Comments are due March 27, and replies are due April 3.

INSTANT ANALYSIS: This ruling shifts the proceeding into financial design territory. The question is no longer whether pilots happen, but how utilities get paid, and the statutory tension between 663(b)(8) and 663(b)(9) is the fulcrum. Capital-style returns for BTM expenditures are almost certainly off the table given the explicit statutory prohibition. The real debate is between straight cost-of-debt recovery and performance-based incentives. Option 3 stands out; the ALJ devoted the most detailed treatment to it, building out a full formula and worked example, which suggests where the Commission's analytical thinking may be heading.

For utilities, the spread between cost-of-debt (approximately 5%) and the Option 2 hybrid (approximately 6% to 6.3%) represents the financial stakes of this design choice. For ratepayer advocates, the question is whether any return above cost of debt is justified for assets the utility will not own or maintain.


NATURAL GAS DISTRIBUTION INTEGRITY

A new ruling in SoCalGas's Distribution Integrity Management Program Balancing Account (DIMPBA) proceeding finds that Cal Advocates' testimony is internally inconsistent and requires clarification before the proceeding can move forward.

The ruling identifies major discrepancies in Cal Advocates' testimony, including conflicting recommendations on how much of SoCalGas' requested costs should be disallowed and unclear calculations underlying those figures. The ruling also notes SoCalGas's allegation that Cal Advocates recommended disallowing capital revenue requirements already approved by Resolution G-3610.

In response, the ruling directs Cal Advocates to submit supplemental testimony clearly explaining what portion of SoCalGas' requested DIMP costs should be deemed unreasonable and how prior CPUC approvals factor into that assessment. Cal Advocates must serve supplemental testimony by April 17, with supplemental rebuttal testimony to follow by May 18.

The ruling also modifies the proceeding schedule, establishing a meet-and-confer deadline of May 28, a joint case management statement due June 1, a potential evidentiary hearing window in July 2026, and briefing through September 2026. The joint case management statement must address whether parties will stipulate to the scoped issues and whether an evidentiary hearing is necessary.

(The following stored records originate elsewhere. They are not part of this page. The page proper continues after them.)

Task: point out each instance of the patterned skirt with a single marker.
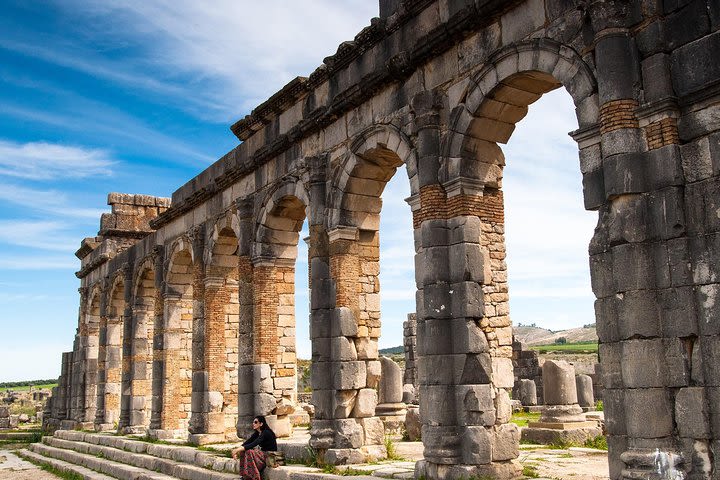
(251, 464)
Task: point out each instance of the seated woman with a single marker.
(252, 460)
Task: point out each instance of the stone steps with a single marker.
(63, 466)
(126, 459)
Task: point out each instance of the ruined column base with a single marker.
(350, 456)
(133, 430)
(651, 465)
(561, 433)
(164, 434)
(498, 470)
(105, 427)
(206, 438)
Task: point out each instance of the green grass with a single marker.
(599, 442)
(580, 347)
(55, 471)
(530, 471)
(521, 419)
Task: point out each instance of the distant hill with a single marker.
(392, 350)
(531, 336)
(540, 336)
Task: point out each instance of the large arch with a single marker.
(222, 310)
(172, 403)
(110, 357)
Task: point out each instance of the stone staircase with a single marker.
(97, 456)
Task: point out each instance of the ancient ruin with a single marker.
(186, 325)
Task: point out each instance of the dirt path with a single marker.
(13, 467)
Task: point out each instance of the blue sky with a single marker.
(136, 97)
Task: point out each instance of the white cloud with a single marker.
(49, 201)
(41, 235)
(47, 161)
(216, 60)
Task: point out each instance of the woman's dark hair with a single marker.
(263, 423)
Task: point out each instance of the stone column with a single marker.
(127, 349)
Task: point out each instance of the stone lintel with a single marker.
(342, 232)
(463, 186)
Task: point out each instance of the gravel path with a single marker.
(13, 467)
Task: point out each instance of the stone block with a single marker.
(367, 348)
(476, 445)
(434, 337)
(506, 442)
(693, 64)
(390, 390)
(527, 392)
(708, 306)
(502, 376)
(559, 383)
(343, 323)
(633, 267)
(583, 384)
(344, 403)
(691, 413)
(648, 413)
(614, 408)
(617, 68)
(433, 265)
(322, 322)
(467, 336)
(373, 371)
(466, 263)
(637, 314)
(643, 363)
(436, 301)
(373, 430)
(503, 406)
(367, 399)
(657, 83)
(342, 348)
(474, 405)
(467, 300)
(438, 405)
(348, 433)
(610, 355)
(348, 375)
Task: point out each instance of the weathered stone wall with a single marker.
(435, 85)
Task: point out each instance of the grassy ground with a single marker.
(581, 347)
(521, 419)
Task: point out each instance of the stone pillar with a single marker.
(586, 400)
(561, 420)
(127, 349)
(140, 369)
(253, 389)
(464, 333)
(410, 347)
(345, 367)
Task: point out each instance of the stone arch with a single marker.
(360, 177)
(86, 367)
(110, 356)
(222, 317)
(280, 220)
(145, 307)
(498, 97)
(178, 317)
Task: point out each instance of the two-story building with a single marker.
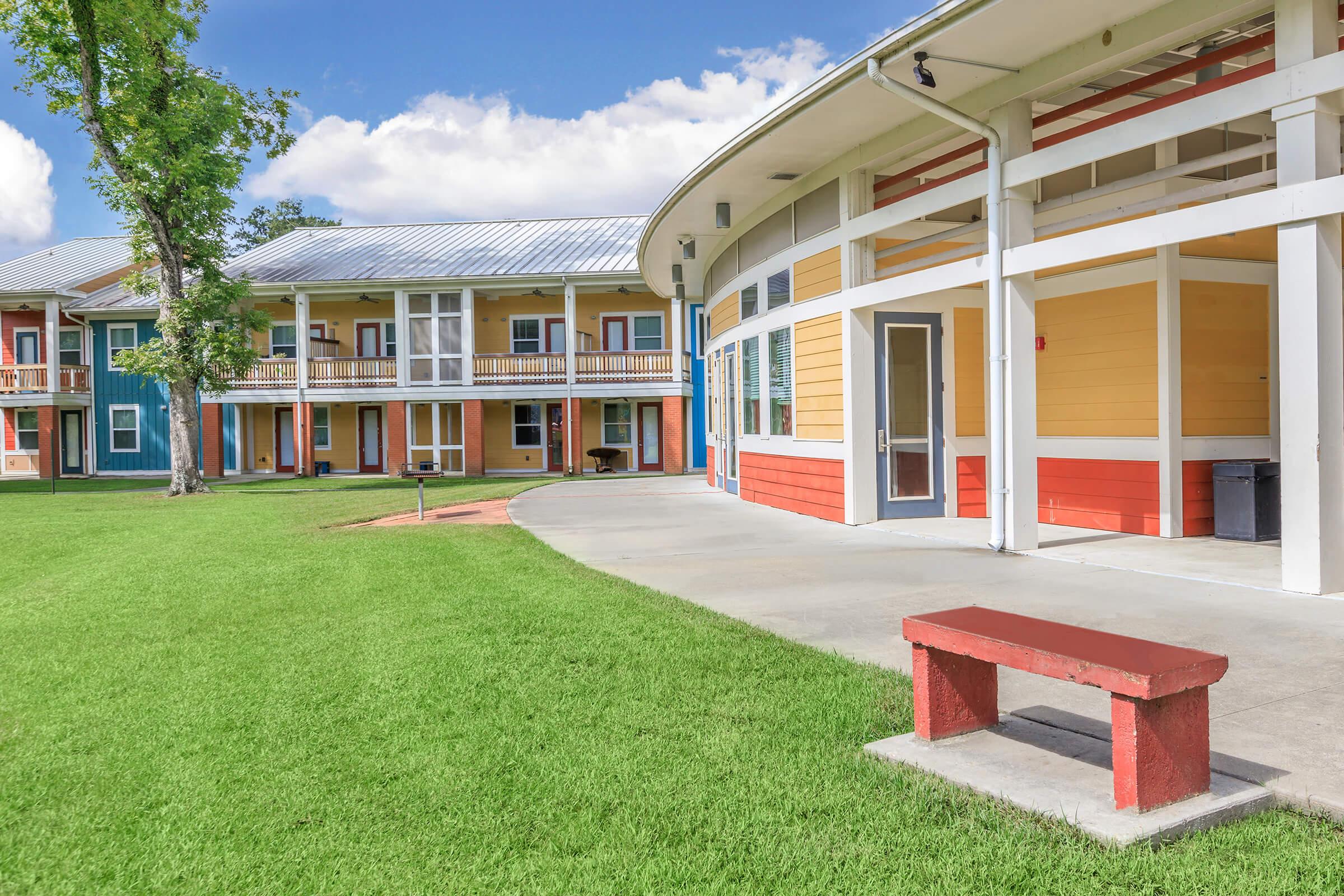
(1039, 262)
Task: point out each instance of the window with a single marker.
(528, 426)
(119, 336)
(616, 423)
(777, 289)
(321, 426)
(125, 428)
(72, 346)
(26, 430)
(749, 302)
(752, 386)
(283, 342)
(436, 338)
(648, 332)
(781, 382)
(526, 336)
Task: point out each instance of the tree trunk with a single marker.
(185, 438)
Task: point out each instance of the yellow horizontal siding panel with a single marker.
(819, 379)
(1097, 375)
(818, 274)
(1225, 359)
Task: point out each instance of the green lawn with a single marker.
(226, 695)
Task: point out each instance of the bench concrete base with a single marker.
(1066, 776)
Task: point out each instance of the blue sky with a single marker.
(442, 112)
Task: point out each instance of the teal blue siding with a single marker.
(115, 388)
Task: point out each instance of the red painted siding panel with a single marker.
(971, 487)
(804, 486)
(1117, 496)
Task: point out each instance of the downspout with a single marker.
(993, 248)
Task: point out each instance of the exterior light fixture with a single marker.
(922, 76)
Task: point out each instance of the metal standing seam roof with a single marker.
(464, 249)
(65, 265)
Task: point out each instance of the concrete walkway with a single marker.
(1277, 716)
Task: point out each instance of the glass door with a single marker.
(909, 416)
(730, 418)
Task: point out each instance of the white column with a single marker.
(1012, 122)
(301, 342)
(468, 336)
(1311, 319)
(570, 331)
(53, 346)
(1170, 457)
(404, 339)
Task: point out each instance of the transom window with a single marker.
(125, 428)
(616, 423)
(321, 426)
(120, 336)
(528, 426)
(26, 430)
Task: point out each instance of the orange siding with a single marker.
(1117, 496)
(804, 486)
(971, 487)
(816, 274)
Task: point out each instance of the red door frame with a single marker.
(556, 436)
(639, 441)
(360, 417)
(378, 339)
(279, 428)
(626, 335)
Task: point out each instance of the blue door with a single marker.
(698, 396)
(909, 395)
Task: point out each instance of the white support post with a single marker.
(468, 336)
(404, 339)
(1170, 457)
(1012, 122)
(1311, 291)
(52, 338)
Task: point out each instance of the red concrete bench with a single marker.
(1159, 692)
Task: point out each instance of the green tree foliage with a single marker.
(264, 225)
(170, 144)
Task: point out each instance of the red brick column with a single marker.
(474, 437)
(674, 435)
(304, 437)
(213, 440)
(48, 461)
(576, 435)
(395, 437)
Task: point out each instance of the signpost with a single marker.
(420, 470)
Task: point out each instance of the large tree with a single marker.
(170, 144)
(264, 225)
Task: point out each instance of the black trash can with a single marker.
(1247, 501)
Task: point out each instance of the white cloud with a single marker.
(461, 157)
(27, 200)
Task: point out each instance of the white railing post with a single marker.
(468, 336)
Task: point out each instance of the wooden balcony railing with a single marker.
(32, 378)
(623, 367)
(495, 370)
(351, 371)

INSTANT ANALYSIS: The ALJ is forcing Cal Advocates to fix inconsistent testimony, which weakens their current position but gives them a chance to reframe the case. SoCalGas gains near-term breathing room, as the Commission is not relying on the existing disallowance claims. The real issue is whether prior approvals of DIMP costs (particularly those under Resolution G-3610) hold. If they do, SoCalGas is in a strong position. If not, a meaningful reduction in recovery remains in play.